## Question 8(a):

| Answer/Working | Mark | Guidance |
|---|---|---|
| $x=e^u$, $\frac{dx}{du}=e^u$ or $\frac{du}{dx}=e^{-u}$ or $\frac{dx}{du}=x$ | B1 | Seen explicitly or used |
| $\frac{dy}{dx}=\frac{dy}{du}\times\frac{du}{dx}=e^{-u}\frac{dy}{du}$ | M1 | Obtaining $\frac{dy}{dx}$ using chain rule |
| $\frac{d^2y}{dx^2}=-e^{-u}\frac{du}{dx}\frac{dy}{du}+e^{-u}\frac{d^2y}{du^2}\frac{du}{dx}=e^{-2u}\left(-\frac{dy}{du}+\frac{d^2y}{du^2}\right)$ | M1 A1 | Obtaining $\frac{d^2y}{dx^2}$ using product rule; correct expression |
| $e^{2u}\times e^{-2u}\left(-\frac{dy}{du}+\frac{d^2y}{du^2}\right)+3e^u\times e^{-u}\frac{dy}{du}-8y=4\ln(e^u)$ | dM1 | Substituting to eliminate $x$ ($u$ and $y$ only); depends on 2nd M mark |
| $\frac{d^2y}{du^2}+2\frac{dy}{du}-8y=4u$ ✱ | A1*cso (6) | Obtaining given result from completely correct work |

**Alternative Method 1:**

| Answer/Working | Mark | Guidance |
|---|---|---|
| $x=e^u$, $\frac{dx}{du}=e^u=x$ | B1 | |
| $\frac{dy}{du}=\frac{dy}{dx}\times\frac{dx}{du}=x\frac{dy}{dx}$ | M1 | |
| $\frac{d^2y}{du^2}=1\frac{dx}{du}\times\frac{dy}{dx}+x\frac{d^2y}{dx^2}\times\frac{dx}{du}=x\frac{dy}{dx}+x^2\frac{d^2y}{dx^2}$ | M1 A1 | |
| $x^2\frac{d^2y}{dx^2}=\frac{d^2y}{du^2}-\frac{dy}{du}$ | | |
| $\left(\frac{d^2y}{du^2}-\frac{dy}{du}\right)+3x\times\frac{1}{x}\frac{dy}{du}-8y=4\ln(e^u)$ | | |
| $\frac{d^2y}{du^2}+2\frac{dy}{du}-8y=4u$ ✱ | dM1 A1*cso (6) | |

## Question (a): Substitution / Change of Variable

| Answer/Working | Mark | Guidance |
|---|---|---|
| $\frac{dx}{du} = e^u$ (oe) | B1 | Seen explicitly or used |
| Obtaining $\frac{dy}{du}$ | M1 | Using chain rule here or seen later |
| Obtaining $\frac{d^2y}{du^2}$ | M1 | Using product rule (penalise lack of chain rule by the A mark) |
| Correct expression for $\frac{d^2y}{du^2}$ | A1 | Any equivalent form |
| Substituting to eliminate $x$ ($u$ and $y$ **only**) and obtaining the given result | dM1 A1*cso | Depends on 2nd M mark.

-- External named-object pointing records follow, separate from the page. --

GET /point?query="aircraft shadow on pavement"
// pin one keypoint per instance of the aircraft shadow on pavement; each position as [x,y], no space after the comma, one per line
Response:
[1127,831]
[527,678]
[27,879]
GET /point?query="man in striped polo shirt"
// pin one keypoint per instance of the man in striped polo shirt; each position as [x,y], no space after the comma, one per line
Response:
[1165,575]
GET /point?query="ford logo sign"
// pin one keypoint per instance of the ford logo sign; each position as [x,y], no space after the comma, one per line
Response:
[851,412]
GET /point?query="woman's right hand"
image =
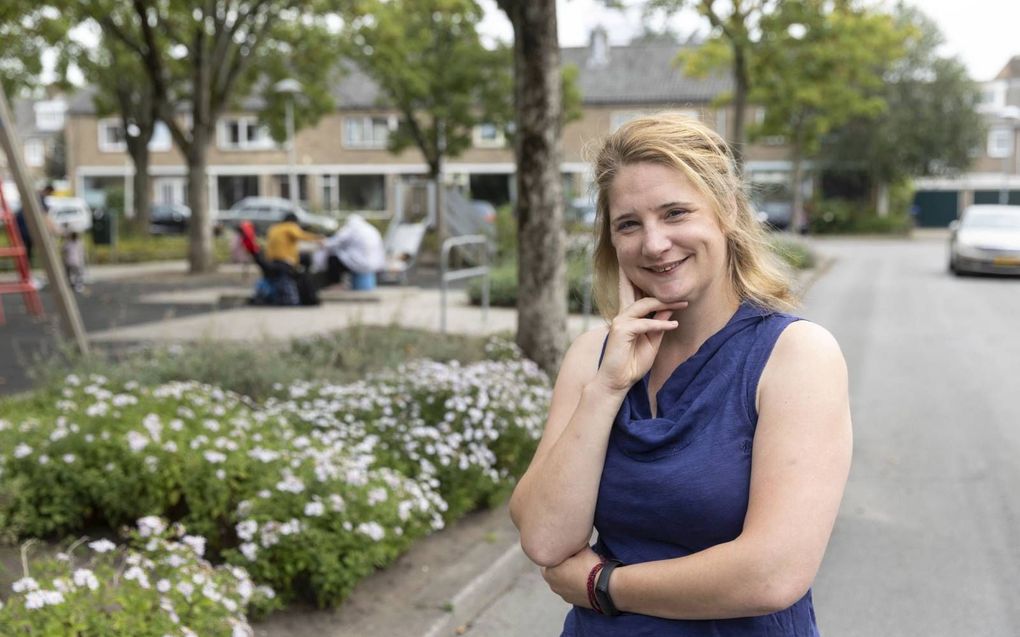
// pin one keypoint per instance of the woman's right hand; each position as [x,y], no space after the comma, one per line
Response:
[634,337]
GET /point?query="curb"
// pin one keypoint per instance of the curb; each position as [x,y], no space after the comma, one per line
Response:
[481,591]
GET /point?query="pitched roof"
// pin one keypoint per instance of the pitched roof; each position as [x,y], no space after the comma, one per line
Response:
[1011,70]
[641,73]
[636,73]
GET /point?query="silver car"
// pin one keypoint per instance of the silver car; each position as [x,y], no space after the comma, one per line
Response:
[985,240]
[265,211]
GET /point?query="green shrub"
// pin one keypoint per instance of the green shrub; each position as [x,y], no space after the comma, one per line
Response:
[142,248]
[836,216]
[336,479]
[160,585]
[255,371]
[503,285]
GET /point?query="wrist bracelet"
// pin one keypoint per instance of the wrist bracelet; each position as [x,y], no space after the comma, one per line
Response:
[602,588]
[594,573]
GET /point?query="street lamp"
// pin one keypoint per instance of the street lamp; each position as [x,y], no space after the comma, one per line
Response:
[1012,115]
[290,87]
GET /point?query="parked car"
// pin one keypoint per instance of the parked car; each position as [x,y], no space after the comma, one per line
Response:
[265,211]
[69,214]
[985,240]
[775,214]
[168,218]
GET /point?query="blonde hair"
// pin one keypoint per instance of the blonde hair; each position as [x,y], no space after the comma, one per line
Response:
[698,152]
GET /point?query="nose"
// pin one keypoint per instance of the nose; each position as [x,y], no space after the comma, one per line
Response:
[655,241]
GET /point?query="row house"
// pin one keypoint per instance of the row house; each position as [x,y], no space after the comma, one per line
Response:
[343,164]
[995,175]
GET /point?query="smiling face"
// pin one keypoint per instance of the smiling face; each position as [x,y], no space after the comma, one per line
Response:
[666,234]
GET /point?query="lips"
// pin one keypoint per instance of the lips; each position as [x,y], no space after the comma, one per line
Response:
[664,268]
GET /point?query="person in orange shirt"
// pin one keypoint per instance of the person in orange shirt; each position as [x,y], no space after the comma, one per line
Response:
[284,258]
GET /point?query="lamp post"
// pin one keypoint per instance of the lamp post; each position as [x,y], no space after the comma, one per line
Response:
[290,87]
[1012,115]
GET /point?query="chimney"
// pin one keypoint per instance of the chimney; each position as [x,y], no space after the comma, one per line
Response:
[598,49]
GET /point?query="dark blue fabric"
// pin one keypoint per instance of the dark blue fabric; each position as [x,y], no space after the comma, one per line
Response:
[676,484]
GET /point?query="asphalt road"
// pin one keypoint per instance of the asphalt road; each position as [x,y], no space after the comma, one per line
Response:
[927,542]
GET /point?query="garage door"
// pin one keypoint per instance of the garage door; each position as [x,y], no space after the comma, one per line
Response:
[992,197]
[935,208]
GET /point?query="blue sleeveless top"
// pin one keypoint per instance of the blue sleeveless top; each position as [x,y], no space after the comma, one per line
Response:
[676,484]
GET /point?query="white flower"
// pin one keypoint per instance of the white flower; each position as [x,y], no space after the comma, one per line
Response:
[372,529]
[314,510]
[102,546]
[151,525]
[197,543]
[86,578]
[214,457]
[246,529]
[137,441]
[137,574]
[249,550]
[23,584]
[40,598]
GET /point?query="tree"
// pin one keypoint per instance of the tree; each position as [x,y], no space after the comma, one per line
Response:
[201,58]
[429,62]
[542,307]
[735,24]
[121,89]
[819,64]
[930,122]
[27,30]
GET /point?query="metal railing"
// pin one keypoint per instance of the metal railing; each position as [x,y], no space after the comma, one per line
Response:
[447,275]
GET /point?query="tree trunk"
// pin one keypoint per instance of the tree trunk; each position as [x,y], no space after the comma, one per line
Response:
[741,84]
[200,249]
[140,220]
[799,219]
[542,307]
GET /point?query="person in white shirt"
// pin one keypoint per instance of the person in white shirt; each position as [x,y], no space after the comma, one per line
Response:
[356,247]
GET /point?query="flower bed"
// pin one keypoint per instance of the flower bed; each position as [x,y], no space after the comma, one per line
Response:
[308,492]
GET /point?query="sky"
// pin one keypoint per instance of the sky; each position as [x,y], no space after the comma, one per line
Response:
[983,34]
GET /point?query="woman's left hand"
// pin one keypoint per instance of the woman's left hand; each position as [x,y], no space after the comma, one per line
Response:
[569,578]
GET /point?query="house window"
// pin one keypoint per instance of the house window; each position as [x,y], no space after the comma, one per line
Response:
[1000,142]
[49,114]
[361,192]
[244,134]
[160,141]
[489,136]
[35,153]
[111,136]
[366,131]
[330,199]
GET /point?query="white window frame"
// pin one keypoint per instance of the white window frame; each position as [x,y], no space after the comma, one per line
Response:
[1000,142]
[161,141]
[488,135]
[35,153]
[261,142]
[105,146]
[361,123]
[329,192]
[50,114]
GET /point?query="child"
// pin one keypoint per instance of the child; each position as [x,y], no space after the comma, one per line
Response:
[72,252]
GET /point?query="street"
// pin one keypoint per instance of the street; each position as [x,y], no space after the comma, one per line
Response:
[926,539]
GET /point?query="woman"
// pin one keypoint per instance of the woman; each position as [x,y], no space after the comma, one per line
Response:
[705,434]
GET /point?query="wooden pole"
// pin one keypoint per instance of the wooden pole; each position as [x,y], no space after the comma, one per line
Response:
[70,318]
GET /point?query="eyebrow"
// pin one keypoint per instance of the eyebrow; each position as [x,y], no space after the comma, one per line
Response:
[666,206]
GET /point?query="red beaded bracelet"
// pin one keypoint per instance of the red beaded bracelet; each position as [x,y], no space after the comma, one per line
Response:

Obtaining given result from completely correct work |

**Alternative 2:**

| Answer/Working | Mark | Guidance |
|---|---|---|
| $u = \ln x$, $\quad \frac{du}{dx} = \frac{1}{x}$ | B1 | |
| $\frac{dy}{dx} = \frac{dy}{du} \times \frac{du}{dx} = \frac{1}{x}\frac{dy}{du}$ | M1 | |
| $\frac{d^2y}{dx^2} = -\frac{1}{x^2}\frac{dy}{du} + \frac{1}{x}\frac{d^2y}{du^2}\times\frac{du}{dx} = -\frac{1}{x^2}\frac{dy}{du} + \frac{1}{x^2}\frac{d^2y}{du^2}$ | M1A1 | |
| $x^2\!\left(-\frac{1}{x^2}\frac{dy}{du}+\frac{1}{x^2}\frac{d^2y}{du^2}\right)+3x\times\frac{1}{x}\frac{dy}{du}-8y=4u$ leading to $\frac{d^2y}{du^2}+2\frac{dy}{du}-8y=4u$ $\ast$ | M1A1*cso | |

---

## Question (b): Solving the ODE

| Answer/Working | Mark | Guidance |
|---|---|---|
| Auxiliary equation: $m^2+2m-8=0$ | M1 | Writing down correct aux. equation and solving to $m=\ldots$ (usual rules) |
| $(m+4)(m-2)=0$, $\quad m=-4,\,2$ | A1 | Correct solution $m=-4,\,2$ |
| $\text{CF} = Ae^{-4u}+Be^{2u}$ | A1 | Correct CF – can use any (single) variable |
| PI: try $y=au+b$; $\frac{dy}{du}=a$, $\frac{d^2y}{du^2}=0$ | M1 | Using appropriate PI and finding $\frac{dy}{du}$ and $\frac{d^2y}{du^2}$. Use of $y=\lambda u$ scores M0 |
| $0+2a-8(au+b)=4u \Rightarrow a=-\frac{1}{2},\quad b=-\frac{1}{8}$ | dM1 A1 | Substitute to obtain values for unknowns. Depends on second M1. Correct unknowns (two or three with $c=0$) |
| $\therefore y = Ae^{-4u}+Be^{2u}-\frac{1}{2}u-\frac{1}{8}$ | B1ft (7) | Complete solution with CF and non-zero PI. Must have $y$ as function of $u$. Allow recovery of incorrect variables |

---

## Question (c): Back-Substitution

| Answer/Working | Mark | Guidance |
|---|---|---|
| $y = Ax^{-4}+Bx^2-\frac{1}{2}\ln x - \frac{1}{8}$ | B1 (1) | Reverse substitution to obtain correct expression for $y$ in terms of $x$. No ft here. $x^{-4}$ or $e^{-4\ln x}$ and $x^2$ or $e^{2\ln x}$ allowed. Must start $y=\ldots$ |

**Total: [14]**